Global Renewable Power Fund (GRP) III, which invests in renewable power generation across Americas, Europe, and Asia, attracted commitments from over 100 institutional investors from over 18 countries, the firm said.
The fund is the third vintage of BlackRock’s global renewable power fund series. It seeks to invest across the spectrum of climate infrastructure assets, with a focus on renewable power generation, and energy storage and distribution.
Launched in 2019, the fund has actively begun investing capital and to date has already completed three investments in Europe, Asia, and North America. These investments include onshore wind in Europe, solar in Asia, and distributed solar generation in the US.
Since 2011, BlackRock’s Global Renewable Power platform has invested in at least 250 wind and solar projects globally on behalf of 150 investors. GRP II, a 2016 vintage, and GRP I, a 2012 vintage, are fully invested.

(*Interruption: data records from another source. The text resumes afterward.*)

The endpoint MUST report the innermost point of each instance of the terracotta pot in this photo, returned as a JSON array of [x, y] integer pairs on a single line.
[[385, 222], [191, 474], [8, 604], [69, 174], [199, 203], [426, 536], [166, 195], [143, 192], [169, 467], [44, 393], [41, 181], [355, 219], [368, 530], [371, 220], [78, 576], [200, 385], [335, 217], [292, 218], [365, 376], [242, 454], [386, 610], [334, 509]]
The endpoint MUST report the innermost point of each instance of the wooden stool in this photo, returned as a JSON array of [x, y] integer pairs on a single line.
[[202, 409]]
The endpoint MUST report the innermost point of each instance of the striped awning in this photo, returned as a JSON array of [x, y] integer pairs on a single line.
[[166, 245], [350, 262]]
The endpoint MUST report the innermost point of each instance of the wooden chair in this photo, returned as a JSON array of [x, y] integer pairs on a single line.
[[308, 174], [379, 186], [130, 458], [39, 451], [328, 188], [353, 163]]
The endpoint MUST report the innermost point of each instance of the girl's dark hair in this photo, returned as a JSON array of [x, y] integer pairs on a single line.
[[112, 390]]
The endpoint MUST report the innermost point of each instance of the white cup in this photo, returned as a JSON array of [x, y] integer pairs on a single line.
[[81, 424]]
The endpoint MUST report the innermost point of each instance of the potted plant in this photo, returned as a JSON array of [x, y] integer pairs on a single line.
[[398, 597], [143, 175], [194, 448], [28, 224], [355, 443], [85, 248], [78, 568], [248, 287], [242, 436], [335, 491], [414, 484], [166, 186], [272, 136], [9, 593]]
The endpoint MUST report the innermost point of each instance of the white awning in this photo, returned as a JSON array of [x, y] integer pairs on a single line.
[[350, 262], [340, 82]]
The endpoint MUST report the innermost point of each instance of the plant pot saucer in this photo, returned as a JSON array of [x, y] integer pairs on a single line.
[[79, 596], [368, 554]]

“By sourcing, building, and optimising assets throughout their lifecycle, we believe that renewable power has the potential to generate attractive risk-adjusted returns and stable cash yields for investors with low correlation to the economic cycle,” said BlackRock Renewable Power global head David Giordano.
BlackRock’s foray into the global renewables market comes as the firm believes there will be a shift in global power generation from two-thirds fossil fuels to two-thirds renewables over the next three decades.
The green energy transition is set to continue, with wind and solar power generation alone requiring a $10 trillion investment globally according to Bloomberg New Energy Finance in 2020.
In April 2020, BlackRock raised $5.1 billion for Global Energy & Power Infrastructure Fund III, exceeding the original fund target of $3.5 billion and the original hard cap of $4.5 billion.
“With increasing renewables penetration on power grids globally, substantial investment is required across other parts of the climate infrastructure value chain, including energy storage, energy distribution, and electrified transport,” BlackRock said on its website.